As for policy implications, those too are hazy. While lower unit labour costs are disinflationary, higher productivity is typically associated with higher demand for investment capital and a higher potential GDP growth rate. On balance, that can help raise the ‘neutral’ rate of interest, which is the rate at which monetary policy neither restrains nor fans economic growth.
If policymakers focus on the first order effect (lower unit labour costs) and ignore the neutral rate channel, they might be inclined to slash rates and leave financial conditions unduly loose, potentially fuelling bubbles in financial assets or sparking faster inflation.
Fed Governor Stephen Miran told Bloomberg Television last Thursday that, after cutting its benchmark rate by 75 basis points from a range of 4.25% to 4.5% in September to the current 3.5% to 3.75%, he would like to see the central bank reduce them by an additional 150 basis points this year to a 2% to 2.25%, predicated on the idea that monetary policy is currently restrictive and inflation is under control.
And yet, a separate report last week by the Federal Reserve Bank of New York showed that consumers expect faster inflation in the next 12 months, or 3.42%, up from 3.20% in the November survey and moving further away from the central bank’s 2% target.

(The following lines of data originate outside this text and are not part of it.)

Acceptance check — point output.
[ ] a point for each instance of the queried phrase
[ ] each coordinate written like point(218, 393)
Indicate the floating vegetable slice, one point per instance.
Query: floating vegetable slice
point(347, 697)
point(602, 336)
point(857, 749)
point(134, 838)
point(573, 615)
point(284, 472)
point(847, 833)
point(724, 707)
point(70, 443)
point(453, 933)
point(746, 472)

After five years of elevated inflation, policymakers need to keep a close eye on inflation expectations, because faster inflation can sometimes become a self-fulfilling prophecy.
Unfortunately, the neutral rate is just as enigmatic and unknowable as labour productivity. Given that inherent uncertainty, the proper course of action would be to proceed slowly and wait for further data on productivity, inflation and the labour market.
Central banking requires extraordinary humility even in normal times, and that’s doubly true when you are potentially on the cusp of a potential productivity revolution. ©Bloomberg
The author is a columnist focused on US markets and economics.